Dozens dead in coordinated bombing attacks in Brussels. I was a teenager when the first President Bush led the way into the Gulf War. I remember watching the night bombing raids on CNN (a first, at that time) and being absolutely terrified that the world would eventually be drawn into a war. I called one of my friends that night - a quiet, practical sort of girl - and she was terrified too, which made it even worse. My parents had experienced war footing in a distant way during Vietnam, but invading Iraq was my first understanding of global geopolitical violence.
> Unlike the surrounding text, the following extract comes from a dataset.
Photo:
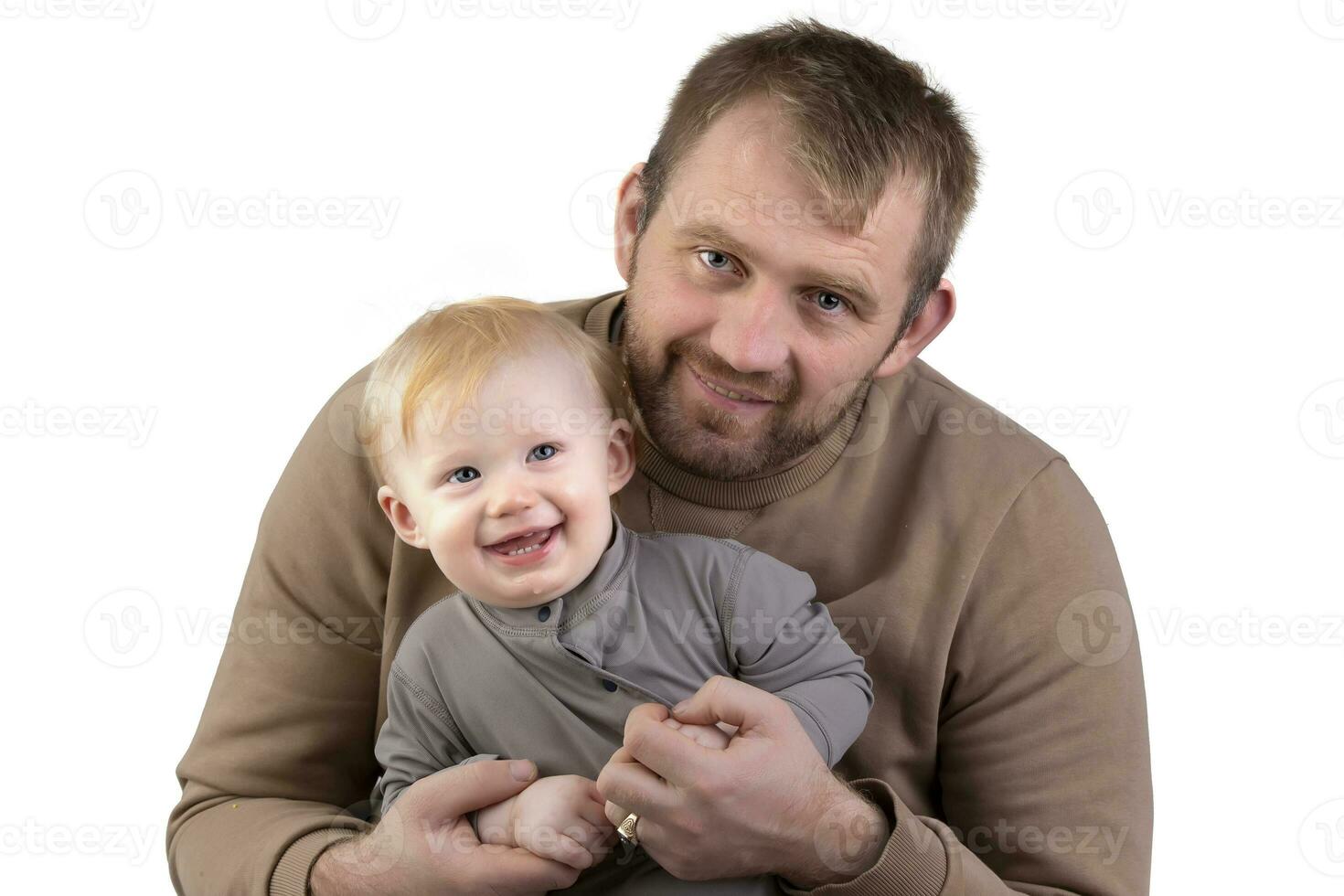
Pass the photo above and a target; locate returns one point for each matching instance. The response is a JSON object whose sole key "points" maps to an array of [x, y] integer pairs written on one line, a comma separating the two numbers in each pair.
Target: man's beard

Almost a decade later I stood in the newsroom of a local paper and watched the first tower of the World Trade Center collapse into Manhattan live on a big screen tv. I was surrounded by strangers, news people, and everyone was silent and devastated. You could've heard a pin drop in that place. I remember thinking (when thinking started happening again instead of witnessing) 'This will change everything'. And it did. It changed our future, how we feel secure, how we fight battles, how we view people. It made the world small and exponentially scary at the same time. It eroded our trust and honor. It made us afraid of our neighbors, it pushed and dented and prodded our personal privacy, and it made many of us think about guilt first over innocence. Sometimes I wonder what life would be like now if 9/11 had been averted. Would we still have come to this point regardless?
Embassy bombings, mass kidnappings and public beheadings, viral recruitment and radicalization, terror alerts, terror attacks aimed at civilians purely for mass casualties... We all get enraged for a while each time a new event happens, but it's becoming commonplace. Like President Obama said when discussing mass gun crimes in the U.S. - at some point this has become routine. You can learn to adapt to almost anything, even something horrible, if it falls into some sort of expected pattern. If you had told that scared teenager in 1991 that global terrorist acts would become a real and regular threat in her future world, she might have thought you were spouting dystopian science fiction. It's not something that many of us outside of the Middle East had any experience with, and we certainly didn't have the mindset to accept it. But it appears that now we do.
The paradox of terrorism movements is that there is no victory, no decisive winning stroke, ever. They aren't fighting a war - it's not an abstract ideal, it's their life. People who are that angry stay that way, they just find new targets to focus their rage on. And, similarly, governments will never quash terrorism completely. As the media has shown us, these groups are a snake with many heads. The leadership, the structure, even the goals of these groups can change, but they never go away. So, we're at a stalemate. We just keep fighting, keep losing things on both sides, we just keep calm and carry on. This is the new normal but I hate it. I hate the futility of it, and I hate that we're all inured to just withstand it until something else happens.